Foreign Function & Memory Interface (FFI)
- Many see the new FFI as the most impactful change, finally addressing JNI/JNA pain and closing a historical gap vs .NET/C#.
- Experiences with early FFI plus
jextractare positive; significantly less boilerplate than JNI, easier to adopt existing C libraries. - Some worry about the emphasis on library unloading, citing past instability with native libs.
- Comparisons to .NET’s rich native interop surface (pointers, unions, function pointers, stackalloc, spans) highlight how far Java is catching up.
String Templates and Syntax Debates
- Interest in String Templates (STR /
fmtprocessors); ongoing debate about exact syntax, including prefix vs$"..."and use of backslashes. - This is framed as classic “bikeshedding,” but people appreciate that syntax is being reconsidered.

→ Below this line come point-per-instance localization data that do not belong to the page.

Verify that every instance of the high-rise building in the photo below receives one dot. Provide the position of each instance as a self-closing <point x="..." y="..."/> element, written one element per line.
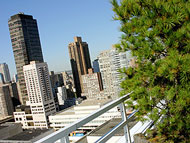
<point x="110" y="61"/>
<point x="6" y="105"/>
<point x="26" y="46"/>
<point x="4" y="70"/>
<point x="96" y="65"/>
<point x="61" y="95"/>
<point x="80" y="62"/>
<point x="92" y="84"/>
<point x="40" y="95"/>
<point x="15" y="78"/>
<point x="1" y="79"/>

Beginner-Friendly main and “Hello, World”
- The new simplified entry-point feature is praised as a big win for teaching and onboarding, likened to C# top-level statements.
- Others dislike it as “fake” or special-case syntax that hides real concepts (classes, static methods) and complicates explanations.
- Some argue Java remains too complex for beginners regardless; others think this modest ergonomics change helps.
Java vs Other JVM Languages
- Recurrent comparisons with Kotlin, Scala, Groovy:
- Kotlin is seen by some as strictly nicer for authoring and null safety, but others stress Java’s ecosystem, hiring ease, and long-term stability.
- Scala is described by some as “dying” or overly complex; others counter that modern Scala 3 and its ecosystem are much more approachable.
- Groovy is polarized: praised for scripting features (string interpolation, closures, DSLs) and criticized as a “bad DSL” (e.g., Gradle, Spock).
Other New Features & Ecosystem Notes
- Stream Gatherers (JEP 461) generate interest for enabling new stream operations; one commenter laments lack of static extension methods.
- Virtual threads are debated: some see them as Go-like, ergonomic high-concurrency; others argue prior user-mode async libraries already existed and worry about complexity and FFI blocking.
- Java’s slow-moving, backward-compatible evolution is widely acknowledged; some appreciate the “boring” stability, others complain many projects are still stuck on Java 8/11 due to ecosystem breakage (internal APIs,
javax→jakarta). - Practical macOS questions surface around which OpenJDK distribution to install; advice is that many desktop apps now bundle their own runtime, but distro variants can still be confusing.